0001 .. SPDX-License-Identifier: GPL-2.0
0002
0003 ==============
0004 5-level paging
0005 ==============
0006
0007 Overview
0008 ========
0009 Original x86-64 was limited by 4-level paging to 256 TiB of virtual address
0010 space and 64 TiB of physical address space. We are already bumping into
0011 this limit: some vendors offer servers with 64 TiB of memory today.
0012
0013 To overcome the limitation upcoming hardware will introduce support for
0014 5-level paging. It is a straight-forward extension of the current page
0015 table structure adding one more layer of translation.
0016
0017 It bumps the limits to 128 PiB of virtual address space and 4 PiB of
0018 physical address space. This "ought to be enough for anybody" ©.
0019
0020 QEMU 2.9 and later support 5-level paging.
0021
0022 Virtual memory layout for 5-level paging is described in
0023 Documentation/x86/x86_64/mm.rst
0024
0025
0026 Enabling 5-level paging
0027 =======================
0028 CONFIG_X86_5LEVEL=y enables the feature.
0029
0030 Kernel with CONFIG_X86_5LEVEL=y still able to boot on 4-level hardware.
0031 In this case additional page table level -- p4d -- will be folded at
0032 runtime.
0033
0034 User-space and large virtual address space
0035 ==========================================
0036 On x86, 5-level paging enables 56-bit userspace virtual address space.

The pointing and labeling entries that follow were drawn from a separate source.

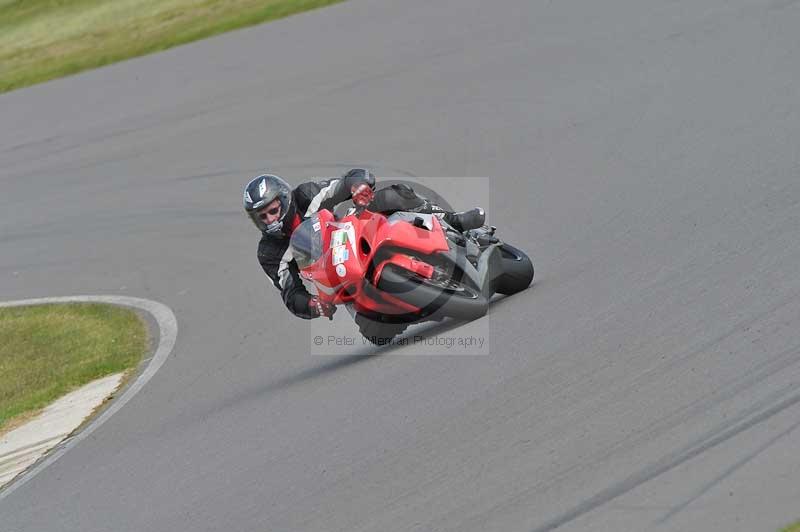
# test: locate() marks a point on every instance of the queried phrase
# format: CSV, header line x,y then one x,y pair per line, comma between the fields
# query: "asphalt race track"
x,y
643,152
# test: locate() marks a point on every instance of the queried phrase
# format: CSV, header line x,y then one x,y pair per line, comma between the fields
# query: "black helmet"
x,y
260,192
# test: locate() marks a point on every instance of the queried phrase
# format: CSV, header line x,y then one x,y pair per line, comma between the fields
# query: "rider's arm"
x,y
328,194
283,272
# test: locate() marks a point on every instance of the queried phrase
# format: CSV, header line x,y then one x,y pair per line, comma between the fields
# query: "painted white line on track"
x,y
167,334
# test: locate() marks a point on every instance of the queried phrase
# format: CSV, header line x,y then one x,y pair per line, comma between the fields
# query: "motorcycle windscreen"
x,y
306,243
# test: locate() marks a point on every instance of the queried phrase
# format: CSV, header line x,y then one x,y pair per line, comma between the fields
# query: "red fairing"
x,y
349,246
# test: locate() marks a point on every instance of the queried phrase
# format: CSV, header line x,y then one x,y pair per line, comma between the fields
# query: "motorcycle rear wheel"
x,y
517,271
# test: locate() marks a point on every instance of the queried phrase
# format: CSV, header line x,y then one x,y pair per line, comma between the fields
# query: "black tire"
x,y
517,271
453,299
376,332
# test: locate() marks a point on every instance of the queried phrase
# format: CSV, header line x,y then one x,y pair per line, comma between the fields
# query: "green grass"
x,y
46,351
45,39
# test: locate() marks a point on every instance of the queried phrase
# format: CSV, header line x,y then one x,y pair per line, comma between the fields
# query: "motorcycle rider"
x,y
276,210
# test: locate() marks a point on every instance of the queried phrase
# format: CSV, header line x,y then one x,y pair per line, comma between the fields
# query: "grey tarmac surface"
x,y
643,152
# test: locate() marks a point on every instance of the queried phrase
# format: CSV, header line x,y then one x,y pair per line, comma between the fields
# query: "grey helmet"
x,y
260,192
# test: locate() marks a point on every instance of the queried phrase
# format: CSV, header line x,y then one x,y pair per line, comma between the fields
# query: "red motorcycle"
x,y
393,271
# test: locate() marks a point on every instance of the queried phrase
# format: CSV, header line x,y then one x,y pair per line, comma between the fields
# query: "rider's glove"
x,y
362,194
321,308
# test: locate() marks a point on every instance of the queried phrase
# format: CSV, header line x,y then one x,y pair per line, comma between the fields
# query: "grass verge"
x,y
46,39
47,351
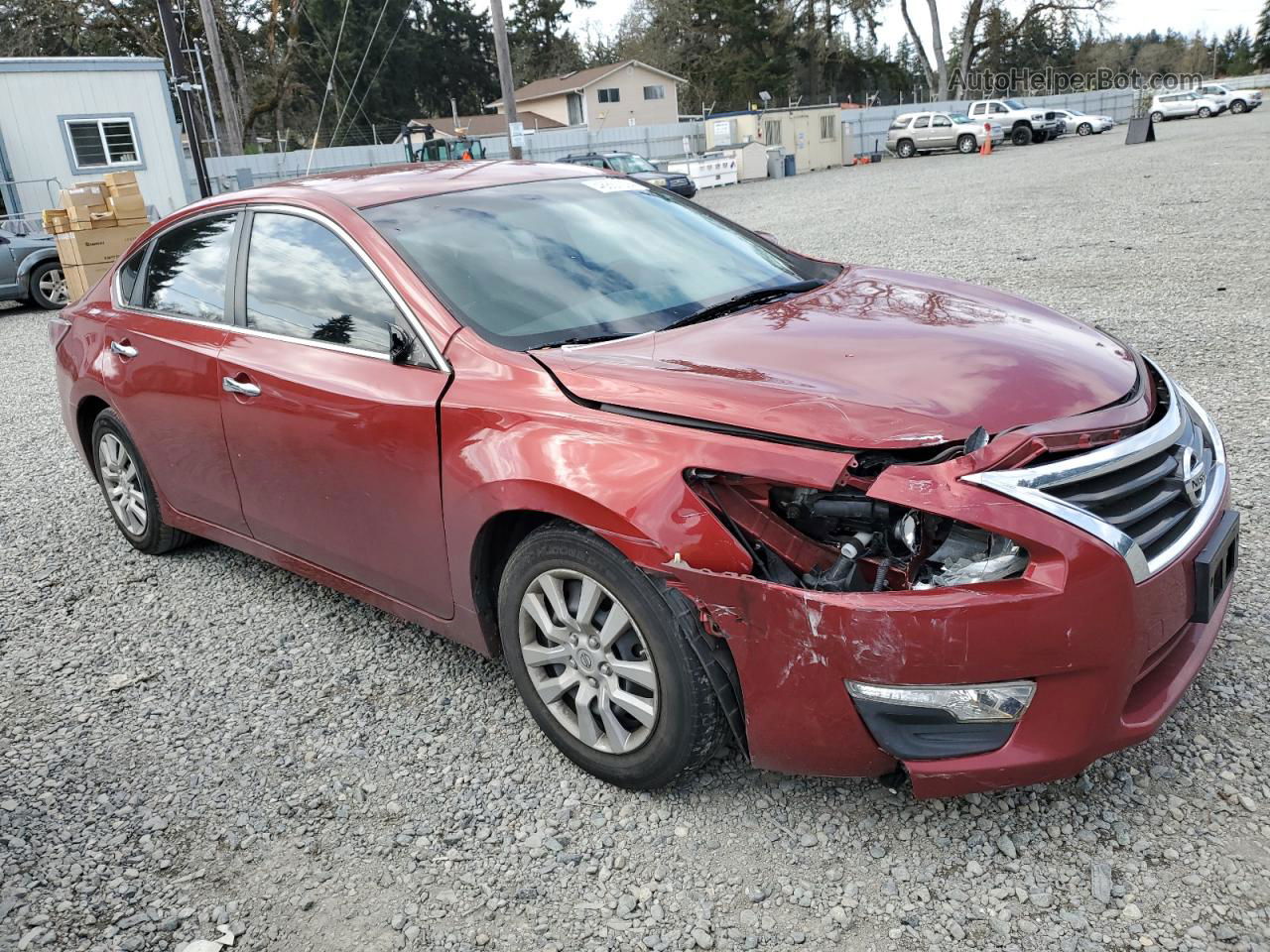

0037 Not all user space is ready to handle wide addresses. It's known that
0038 at least some JIT compilers use higher bits in pointers to encode their
0039 information. It collides with valid pointers with 5-level paging and
0040 leads to crashes.
0041
0042 To mitigate this, we are not going to allocate virtual address space
0043 above 47-bit by default.
0044
0045 But userspace can ask for allocation from full address space by
0046 specifying hint address (with or without MAP_FIXED) above 47-bits.
0047
0048 If hint address set above 47-bit, but MAP_FIXED is not specified, we try
0049 to look for unmapped area by specified address. If it's already
0050 occupied, we look for unmapped area in *full* address space, rather than
0051 from 47-bit window.
0052
0053 A high hint address would only affect the allocation in question, but not
0054 any future mmap()s.
0055
0056 Specifying high hint address on older kernel or on machine without 5-level
0057 paging support is safe. The hint will be ignored and kernel will fall back
0058 to allocation from 47-bit address space.
0059
0060 This approach helps to easily make application's memory allocator aware
0061 about large address space without manually tracking allocated virtual
0062 address space.
0063
0064 One important case we need to handle here is interaction with MPX.
0065 MPX (without MAWA extension) cannot handle addresses above 47-bit, so we
0066 need to make sure that MPX cannot be enabled we already have VMA above
0067 the boundary and forbid creating such VMAs once MPX is enabled.